Enhancing Small Dataset Classification Using Projected Quantum Kernels with Convolutional Neural Networks

TL;DR

This paper introduces a novel method combining projected quantum kernels with CNNs to significantly improve image classification accuracy on small datasets, demonstrating the potential of quantum computing in machine learning.

Contribution

It presents an innovative integration of projected quantum kernels into CNNs, enhancing feature extraction for small dataset classification, which is a novel approach in quantum-assisted neural networks.

Findings

Achieved 95% accuracy on MNIST with 1000 samples

Outperformed classical CNNs significantly on small datasets

Demonstrated potential of quantum kernels in data-scarce environments

Abstract

Convolutional Neural Networks (CNNs) have shown promising results in efficiency and accuracy in image classification. However, their efficacy often relies on large, labeled datasets, posing challenges for applications with limited data availability. Our research addresses these challenges by introducing an innovative approach that leverages projected quantum kernels (PQK) to enhance feature extraction for CNNs, specifically tailored for small datasets. Projected quantum kernels, derived from quantum computing principles, offer a promising avenue for capturing complex patterns and intricate data structures that traditional CNNs might miss. By incorporating these kernels into the feature extraction process, we improved the representational ability of CNNs.
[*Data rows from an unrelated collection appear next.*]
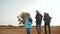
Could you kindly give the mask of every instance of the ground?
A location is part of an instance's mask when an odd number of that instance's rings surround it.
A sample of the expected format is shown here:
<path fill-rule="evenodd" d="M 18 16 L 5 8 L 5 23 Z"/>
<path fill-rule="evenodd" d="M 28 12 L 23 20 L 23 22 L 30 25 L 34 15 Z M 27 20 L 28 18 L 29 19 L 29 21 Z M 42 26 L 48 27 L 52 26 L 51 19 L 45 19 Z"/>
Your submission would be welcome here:
<path fill-rule="evenodd" d="M 31 34 L 37 34 L 35 27 L 32 27 L 30 32 Z M 0 26 L 0 34 L 26 34 L 26 29 L 17 26 Z M 44 34 L 44 27 L 42 27 L 42 34 Z M 51 34 L 60 34 L 60 26 L 51 26 Z"/>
Our experiments demonstrated that, with 1000 training samples, the PQK-enhanced CNN achieved 95% accuracy on the MNIST dataset and 90% on the CIFAR-10 dataset, significantly outperforming the classical CNN, which achieved only 60% and 12% accuracy on the respective datasets. This research reveals the potential of quantum computing in overcoming data scarcity issues in machine learning and paves the way for future exploration of quantum-assisted neural networks, suggesting that projected quantum kernels can serve as a powerful approach for enhancing CNN-based classification in data-constrained environments.